In October 2024, the convenience store giant made an offer to acquire its Japanese rival, 7-Eleven. Even if the persistent but friendly approach fails, Couche-Tard said it will never cease to grow. The vision is to become the world’s preferred destination for convenience and mobility, while the mission is to make customers’ lives a little easier every day.
According to management, the company is well-positioned to capture end-to-end value dynamically as market conditions change. Moreover, the fragmented U.S. market provides consolidation opportunities.
Couche-Tard is a dividend aristocrat owing to 14% consecutive years of dividend increases. At $78.56 per share, the yield is a modest but safe 0.9% (19.17% payout ratio).
Financial performance
In the first half of fiscal 2025 (six months ending October 13, 2024), total revenues increased 11.3% year over year to US$35.7 billion. Net earnings declined 9% to US$1.5 billion from a year ago. Its president and chief executive officer, Alex Miller, said the convenience store and fuel business were lower-than-expected in second-quarter (Q2) fiscal 2025 because of controlled spending by customers.

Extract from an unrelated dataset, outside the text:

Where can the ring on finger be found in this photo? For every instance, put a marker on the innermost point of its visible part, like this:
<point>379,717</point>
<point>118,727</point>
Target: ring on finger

Nonetheless, Couche-Tard’s chief financial officer, Filipe Da Silva, notes the sequential monthly improvements in same-store merchandise revenues and positive momentum going into Q3 fiscal 2025. “As we continue to pursue growth opportunities, our strong balance sheet and disciplined capital deployment will support our proven long-term goal of creating value for our shareholders,” he said.
Effective M&A strategy
Couche-Tard’s extensive network today results from its expertise in closing and integrating mergers and acquisitions globally. Around 73% of the total network was from merger and acquisition (M&A) activities. The solid balance sheet enables the company to invest or pursue deals of any size that return 11% to 15% on capital deployed.
M&As are ongoing concerns, particularly in the U.S., where many competitors are single-store operators. In highly attractive expansion markets like Latin America and Southeast Asia, Couche-Tard intends to find partners with strong management teams and build a platform. A near-term plan is to penetrate key European markets to bolster its regional position.
Competitive advantages
Couche-Tard’s global scale and diversified business are competitive advantages and long-term growth drivers. Added tailwinds this year are healthy fuel margins, easing inflation, and the Bank of Canada’s rate-cutting cycle. Expect fantastic reverse synergies and more business growth with the GetGo Cafe Markets transaction in the U.S. closing in 2025.